I'm trying to understand the connection between the Stinespring dilation of a quantum channel and Naimark's theorem that shows that POVMs can be written as projective measurements in a larger Hilbert space. On Wikipedia, the proof of Naimark's theorem is given as a special case of the Stinespring dilation - however, I cannot follow this proof.
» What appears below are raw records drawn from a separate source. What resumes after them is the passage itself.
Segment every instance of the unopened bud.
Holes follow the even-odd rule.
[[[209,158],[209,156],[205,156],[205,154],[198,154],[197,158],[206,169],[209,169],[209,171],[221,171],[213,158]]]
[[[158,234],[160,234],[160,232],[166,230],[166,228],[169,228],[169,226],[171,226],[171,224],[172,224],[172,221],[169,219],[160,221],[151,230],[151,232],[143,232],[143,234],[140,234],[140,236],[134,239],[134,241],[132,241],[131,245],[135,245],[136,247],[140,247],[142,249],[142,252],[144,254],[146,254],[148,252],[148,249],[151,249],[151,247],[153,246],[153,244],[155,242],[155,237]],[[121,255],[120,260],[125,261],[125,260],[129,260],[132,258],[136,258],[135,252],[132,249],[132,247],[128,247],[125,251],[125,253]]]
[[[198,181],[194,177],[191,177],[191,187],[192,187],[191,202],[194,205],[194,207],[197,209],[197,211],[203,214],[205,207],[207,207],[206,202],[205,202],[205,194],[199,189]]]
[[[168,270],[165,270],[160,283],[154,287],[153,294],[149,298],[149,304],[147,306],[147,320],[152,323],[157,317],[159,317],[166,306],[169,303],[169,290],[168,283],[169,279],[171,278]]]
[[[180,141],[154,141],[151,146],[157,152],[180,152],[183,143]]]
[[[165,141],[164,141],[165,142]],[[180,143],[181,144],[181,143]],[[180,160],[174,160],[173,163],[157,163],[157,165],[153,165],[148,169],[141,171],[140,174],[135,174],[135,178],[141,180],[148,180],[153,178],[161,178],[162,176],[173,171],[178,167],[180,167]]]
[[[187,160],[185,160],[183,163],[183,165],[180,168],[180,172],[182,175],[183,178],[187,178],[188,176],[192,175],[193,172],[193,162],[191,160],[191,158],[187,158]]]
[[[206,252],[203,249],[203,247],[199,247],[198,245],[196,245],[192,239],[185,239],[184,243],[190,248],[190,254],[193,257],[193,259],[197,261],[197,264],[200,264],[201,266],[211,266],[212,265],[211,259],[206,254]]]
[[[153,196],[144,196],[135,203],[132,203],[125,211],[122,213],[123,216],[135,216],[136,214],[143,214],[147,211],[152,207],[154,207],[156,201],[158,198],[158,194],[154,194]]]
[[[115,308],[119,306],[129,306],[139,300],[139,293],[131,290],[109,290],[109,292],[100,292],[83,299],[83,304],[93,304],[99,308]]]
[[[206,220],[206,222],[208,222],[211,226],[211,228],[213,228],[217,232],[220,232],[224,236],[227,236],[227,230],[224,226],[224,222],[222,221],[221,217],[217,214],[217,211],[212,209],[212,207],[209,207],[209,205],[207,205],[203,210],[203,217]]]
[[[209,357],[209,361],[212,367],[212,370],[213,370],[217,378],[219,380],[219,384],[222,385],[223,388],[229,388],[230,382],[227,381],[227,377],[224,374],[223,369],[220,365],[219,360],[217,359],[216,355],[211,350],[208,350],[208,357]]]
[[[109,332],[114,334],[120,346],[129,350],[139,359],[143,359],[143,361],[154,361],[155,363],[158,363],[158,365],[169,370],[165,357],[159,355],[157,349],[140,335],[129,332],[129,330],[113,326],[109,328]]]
Given any channel $N$ from $\mathcal{H}_A$ to $\mathcal{H}_B$ given in terms of Kraus operators $\{A_i\}$ with $\sum_i A_i^\dagger A_i = I_A$, we can instead consider an isometry $V_{A\rightarrow BE} = \sum_i A_i\otimes \vert i\rangle_E$. Now the channel can be described as
$$N(\rho) = \sum_i A_i\rho_A A_i^\dagger = \text{Tr}_E(V\rho V^\dagger)$$
This is the Stinesping dilation of the channel.
Consider a POVM that consists of elements $\{F_i\}$. Since we know that $\sum_i F_i = I$ and $F_i > 0$, let us rewrite it as $F_i = A^\dagger_iA_i$. Now, we can consider the isometry $V_{A\rightarrow BE} = \sum_i A_i\otimes \vert i\rangle_E$. It is then true that the probability of the $i^{th}$ outcome is
$$p_i = \text{Tr}(A_i\rho_A A^\dagger_i) = \text{Tr}(V^\dagger(I\otimes\vert i\rangle\langle i\vert)V \rho_A)$$
Thus, we have a projective measurement on $V\rho V^\dagger$.
The mathematical description of the two things above seem very similar except that POVMs involve the additional step of picking a specific outcome $i$. I'm not sure how to express this as a channel. Moreover, if I could write the POVM as a channel, then how exactly does Naimark's theorem become a special case of the Stinespring dilation?
TL;DR
1) How do I write the POVM above as a quantum channel?
2) If I can do 1), what is the connection between the Stinespring dilation of this channel and Naimark's theorem?